Thursday, 3 April 2014

3 diet myths that just won’t work


These 3 weight loss claims are wasting your time.
3 diet myths that just won’t work
3 diet myths that just won’t work
Lemon juice, watery soups and meal replacements: with so many diets out there all claiming different ‘miracle cures’ for weight loss and health, it’s hard to separate fact from fiction. The truth is not all weight loss habits are equal.

Myth 1: Just eat less

What better way to lose weight than replace real food with shakes or juice, right? Very wrong. Cutting down on calories so much that you’re not getting essential nutrients and essentially starving yourself is actually as detrimental to weight loss as eating too much.

When your body isn’t getting enough nutrients it goes into survival mode to save the calories it does have. Your metabolism slows down, you feel fatigued and your blood-sugar levels drop, causing you to crave unhealthy, sugar-laden foods. Your scales might show a smaller number, but most of that will be less water retention, and will zoom right back up when you do start eating properly again.

Myth 2: Stop snacking

Think of your fat-burning metabolism like a fire. You wouldn’t throw a few huge logs on there and expect it to get started. Feeding it smaller pieces of wood and twigs several times throughout the day is much more affective. It’s exactly the same with our bodies.

The fact is wholesome snacks between meals actually keep your metabolism working at top speed. Eating 5-6 smaller meals a day keeps your blood-sugar level and wards off pesky hunger pangs.
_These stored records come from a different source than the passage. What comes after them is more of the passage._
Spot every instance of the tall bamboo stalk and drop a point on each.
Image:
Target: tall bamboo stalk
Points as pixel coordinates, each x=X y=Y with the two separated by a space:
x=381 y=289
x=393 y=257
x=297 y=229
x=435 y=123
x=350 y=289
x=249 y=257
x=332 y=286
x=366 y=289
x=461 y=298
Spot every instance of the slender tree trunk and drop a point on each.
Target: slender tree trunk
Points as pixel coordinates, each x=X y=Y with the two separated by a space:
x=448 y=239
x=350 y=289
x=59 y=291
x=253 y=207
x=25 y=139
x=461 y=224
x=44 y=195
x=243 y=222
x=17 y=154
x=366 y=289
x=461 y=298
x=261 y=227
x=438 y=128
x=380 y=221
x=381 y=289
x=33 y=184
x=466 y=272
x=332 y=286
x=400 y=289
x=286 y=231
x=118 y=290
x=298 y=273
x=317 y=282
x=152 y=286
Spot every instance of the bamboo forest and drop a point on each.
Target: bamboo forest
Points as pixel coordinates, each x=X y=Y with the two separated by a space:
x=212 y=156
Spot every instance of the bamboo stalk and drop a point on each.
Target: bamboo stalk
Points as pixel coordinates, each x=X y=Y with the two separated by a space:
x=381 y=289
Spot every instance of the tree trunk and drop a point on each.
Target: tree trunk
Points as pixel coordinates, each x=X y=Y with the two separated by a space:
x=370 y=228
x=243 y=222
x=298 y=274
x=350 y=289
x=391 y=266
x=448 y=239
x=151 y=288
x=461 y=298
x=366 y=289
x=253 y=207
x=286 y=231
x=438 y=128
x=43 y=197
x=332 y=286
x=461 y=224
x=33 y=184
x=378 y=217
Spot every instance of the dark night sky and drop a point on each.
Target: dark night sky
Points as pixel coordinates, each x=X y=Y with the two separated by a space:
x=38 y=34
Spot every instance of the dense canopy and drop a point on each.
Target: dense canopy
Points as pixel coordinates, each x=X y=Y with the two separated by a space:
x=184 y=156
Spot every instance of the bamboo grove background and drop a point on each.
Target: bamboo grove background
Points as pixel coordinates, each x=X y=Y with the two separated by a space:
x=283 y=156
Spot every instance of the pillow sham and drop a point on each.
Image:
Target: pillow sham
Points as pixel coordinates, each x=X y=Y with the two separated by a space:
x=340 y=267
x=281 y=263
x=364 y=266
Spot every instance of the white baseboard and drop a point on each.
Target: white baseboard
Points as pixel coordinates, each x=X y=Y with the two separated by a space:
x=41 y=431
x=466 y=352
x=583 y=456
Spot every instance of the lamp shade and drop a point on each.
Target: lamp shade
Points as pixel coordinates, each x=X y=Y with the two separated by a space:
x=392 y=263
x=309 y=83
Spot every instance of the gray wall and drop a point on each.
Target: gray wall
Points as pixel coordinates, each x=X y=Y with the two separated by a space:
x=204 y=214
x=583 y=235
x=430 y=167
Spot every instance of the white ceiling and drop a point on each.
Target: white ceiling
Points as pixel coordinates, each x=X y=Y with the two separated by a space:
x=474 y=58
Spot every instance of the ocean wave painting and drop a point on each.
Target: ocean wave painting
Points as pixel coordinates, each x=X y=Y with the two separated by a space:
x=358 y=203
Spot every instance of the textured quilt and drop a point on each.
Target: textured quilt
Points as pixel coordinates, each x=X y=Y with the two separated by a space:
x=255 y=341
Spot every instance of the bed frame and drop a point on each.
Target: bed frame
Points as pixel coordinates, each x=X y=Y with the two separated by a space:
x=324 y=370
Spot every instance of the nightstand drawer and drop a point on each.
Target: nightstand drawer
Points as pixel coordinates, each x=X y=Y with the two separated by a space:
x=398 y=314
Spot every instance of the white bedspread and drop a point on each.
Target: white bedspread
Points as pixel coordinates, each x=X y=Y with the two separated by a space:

The trick is choosing the right snacks. Put down the chocolate and chips and grab fruit, wholegrain breads, yogurt and raw veggies instead.

Myth 3: Carbs are the enemy

Carbs have a bad reputation, but that’s very unfair. They’re actually the main source of energy for your body and as such should account for 45-55% of any healthy diet. Cutting out carbs can result in a slower metabolism, poor concentration and cravings for sugary treats.

Just make sure you’re choosing the right kinds of carbs. Stay away from the overly processed kind found in sugary breakfast cereals, white breads, pasta and rice, cakes and biscuits and opt for wholegrains instead.